Musculoskeletal: tremors, muscle weakness;

Cardiac: palpitations, tachycardia, arrhythmias, increased pulse and blood pressure, heart failure, angina, myocardial infarction, cardiac arrest;

Pulmonary: dyspnea;

GI: diarrhea, vomiting, abdominal cramps;

Dermatologic: hair loss, flushing;

Reproductive: menstrual irregularities, impaired fertility.

Pseudotumor cerebri and slipped capital femoral epiphysis have been reported in children receiving levothyroxine therapy. Overtreatment may result in craniosynostosis in infants and premature closure of the epiphyses in children with resultant compromised adult height.

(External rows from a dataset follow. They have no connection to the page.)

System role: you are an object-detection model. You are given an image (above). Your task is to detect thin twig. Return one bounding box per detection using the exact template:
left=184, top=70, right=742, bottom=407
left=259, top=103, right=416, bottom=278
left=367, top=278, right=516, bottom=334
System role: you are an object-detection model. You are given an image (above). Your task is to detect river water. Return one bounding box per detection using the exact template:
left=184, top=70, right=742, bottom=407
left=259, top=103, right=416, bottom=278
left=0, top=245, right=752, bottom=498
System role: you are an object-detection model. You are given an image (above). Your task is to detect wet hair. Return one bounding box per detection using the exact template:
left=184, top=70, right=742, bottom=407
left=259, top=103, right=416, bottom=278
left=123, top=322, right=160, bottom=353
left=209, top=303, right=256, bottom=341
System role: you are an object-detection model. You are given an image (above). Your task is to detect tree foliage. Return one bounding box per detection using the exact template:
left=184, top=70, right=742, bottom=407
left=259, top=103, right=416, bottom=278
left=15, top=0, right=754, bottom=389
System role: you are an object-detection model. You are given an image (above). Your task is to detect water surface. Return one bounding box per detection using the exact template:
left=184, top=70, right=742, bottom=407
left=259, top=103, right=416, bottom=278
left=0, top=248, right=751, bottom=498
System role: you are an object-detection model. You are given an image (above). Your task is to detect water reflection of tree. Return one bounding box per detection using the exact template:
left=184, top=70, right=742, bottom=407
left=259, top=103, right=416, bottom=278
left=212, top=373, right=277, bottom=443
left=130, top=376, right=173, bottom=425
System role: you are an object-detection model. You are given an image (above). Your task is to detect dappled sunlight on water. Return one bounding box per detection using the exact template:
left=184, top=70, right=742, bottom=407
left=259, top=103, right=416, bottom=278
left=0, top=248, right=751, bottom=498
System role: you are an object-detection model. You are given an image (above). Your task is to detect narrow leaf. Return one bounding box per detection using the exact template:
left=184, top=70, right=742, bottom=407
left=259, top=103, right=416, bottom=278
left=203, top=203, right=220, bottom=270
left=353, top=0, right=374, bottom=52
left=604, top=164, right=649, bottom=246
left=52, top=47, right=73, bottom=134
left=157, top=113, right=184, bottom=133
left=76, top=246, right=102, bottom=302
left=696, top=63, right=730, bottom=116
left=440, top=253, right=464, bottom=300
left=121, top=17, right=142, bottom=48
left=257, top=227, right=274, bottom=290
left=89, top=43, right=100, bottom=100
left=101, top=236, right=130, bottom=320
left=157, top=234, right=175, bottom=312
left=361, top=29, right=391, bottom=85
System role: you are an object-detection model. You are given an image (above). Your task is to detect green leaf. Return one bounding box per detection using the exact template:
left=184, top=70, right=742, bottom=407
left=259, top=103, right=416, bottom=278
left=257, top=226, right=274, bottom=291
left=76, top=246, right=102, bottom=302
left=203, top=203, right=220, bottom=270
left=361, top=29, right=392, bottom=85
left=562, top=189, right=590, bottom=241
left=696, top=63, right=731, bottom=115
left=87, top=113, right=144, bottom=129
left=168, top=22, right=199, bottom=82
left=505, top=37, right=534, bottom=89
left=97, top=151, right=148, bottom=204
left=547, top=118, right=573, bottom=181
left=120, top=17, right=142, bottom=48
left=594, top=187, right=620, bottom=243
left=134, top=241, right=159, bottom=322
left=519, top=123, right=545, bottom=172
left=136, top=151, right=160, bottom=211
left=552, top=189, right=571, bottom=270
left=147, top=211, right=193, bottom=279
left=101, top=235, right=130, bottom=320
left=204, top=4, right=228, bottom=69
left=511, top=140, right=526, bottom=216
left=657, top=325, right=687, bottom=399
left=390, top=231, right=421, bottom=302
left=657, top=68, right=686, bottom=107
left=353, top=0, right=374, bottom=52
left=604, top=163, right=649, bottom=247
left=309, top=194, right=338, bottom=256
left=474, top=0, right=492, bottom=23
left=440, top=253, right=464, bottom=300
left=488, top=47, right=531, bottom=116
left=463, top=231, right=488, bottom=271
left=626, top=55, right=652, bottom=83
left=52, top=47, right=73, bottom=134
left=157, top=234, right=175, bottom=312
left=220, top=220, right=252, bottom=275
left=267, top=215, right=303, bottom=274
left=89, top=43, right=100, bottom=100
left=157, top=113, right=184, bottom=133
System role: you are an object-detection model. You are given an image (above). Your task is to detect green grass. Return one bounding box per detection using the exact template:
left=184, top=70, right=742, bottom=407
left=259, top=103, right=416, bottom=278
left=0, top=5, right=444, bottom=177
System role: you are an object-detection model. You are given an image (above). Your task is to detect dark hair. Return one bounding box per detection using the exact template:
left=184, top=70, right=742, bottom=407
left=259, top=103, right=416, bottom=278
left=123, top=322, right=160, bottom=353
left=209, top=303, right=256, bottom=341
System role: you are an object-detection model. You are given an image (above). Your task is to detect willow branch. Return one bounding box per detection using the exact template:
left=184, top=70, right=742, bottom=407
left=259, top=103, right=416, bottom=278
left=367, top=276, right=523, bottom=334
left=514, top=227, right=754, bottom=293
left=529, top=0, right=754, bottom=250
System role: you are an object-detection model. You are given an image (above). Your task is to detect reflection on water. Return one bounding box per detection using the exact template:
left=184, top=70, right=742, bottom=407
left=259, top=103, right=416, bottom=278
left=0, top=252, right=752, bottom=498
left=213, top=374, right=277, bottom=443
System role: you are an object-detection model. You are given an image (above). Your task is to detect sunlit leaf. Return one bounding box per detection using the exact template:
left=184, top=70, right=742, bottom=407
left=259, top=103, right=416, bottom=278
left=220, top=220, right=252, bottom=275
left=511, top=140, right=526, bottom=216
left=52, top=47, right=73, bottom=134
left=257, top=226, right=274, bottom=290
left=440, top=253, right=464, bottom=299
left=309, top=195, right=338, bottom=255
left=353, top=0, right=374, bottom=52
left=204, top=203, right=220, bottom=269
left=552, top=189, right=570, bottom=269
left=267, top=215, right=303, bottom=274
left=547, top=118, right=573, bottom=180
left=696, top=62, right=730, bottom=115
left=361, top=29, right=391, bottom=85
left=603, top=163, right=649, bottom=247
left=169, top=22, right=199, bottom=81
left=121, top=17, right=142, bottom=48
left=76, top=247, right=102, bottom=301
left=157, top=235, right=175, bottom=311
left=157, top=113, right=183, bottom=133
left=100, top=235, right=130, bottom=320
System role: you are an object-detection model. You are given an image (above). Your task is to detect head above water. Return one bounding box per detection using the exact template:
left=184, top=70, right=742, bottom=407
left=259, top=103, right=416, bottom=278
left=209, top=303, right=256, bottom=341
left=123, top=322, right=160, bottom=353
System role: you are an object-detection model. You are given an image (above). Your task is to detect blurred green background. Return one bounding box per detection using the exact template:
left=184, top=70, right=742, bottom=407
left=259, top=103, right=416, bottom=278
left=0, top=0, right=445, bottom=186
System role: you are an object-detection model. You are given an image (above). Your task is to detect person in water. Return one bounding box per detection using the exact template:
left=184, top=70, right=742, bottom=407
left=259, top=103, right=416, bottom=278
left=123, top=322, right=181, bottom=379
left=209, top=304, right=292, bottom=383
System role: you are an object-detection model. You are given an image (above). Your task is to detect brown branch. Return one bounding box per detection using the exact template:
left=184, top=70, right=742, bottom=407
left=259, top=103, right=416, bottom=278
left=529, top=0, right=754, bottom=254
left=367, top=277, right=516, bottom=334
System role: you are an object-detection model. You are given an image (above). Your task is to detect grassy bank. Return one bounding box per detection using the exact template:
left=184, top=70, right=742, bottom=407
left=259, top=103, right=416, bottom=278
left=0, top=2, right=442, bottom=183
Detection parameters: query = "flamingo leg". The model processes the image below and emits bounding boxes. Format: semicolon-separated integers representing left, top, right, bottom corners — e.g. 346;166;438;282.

Seizures have been reported rarely with the institution of levothyroxine therapy.

Inadequate levothyroxine dosage will produce or fail to ameliorate the signs and symptoms of hypothyroidism.

Hypersensitivity reactions to inactive ingredients have occurred in patients treated with thyroid hormone products. These include urticaria, pruritus, skin rash, flushing, angioedema, various GI symptoms (abdominal pain, nausea, vomiting and diarrhea), fever, arthralgia, serum sickness and wheezing. Hypersensitivity to levothyroxine itself is not known to occur.

In addition to the above events, the following have been reported, predominately when Levoxyl® tablets were not taken with water: choking, gagging, tablet stuck in throat and dysphagia.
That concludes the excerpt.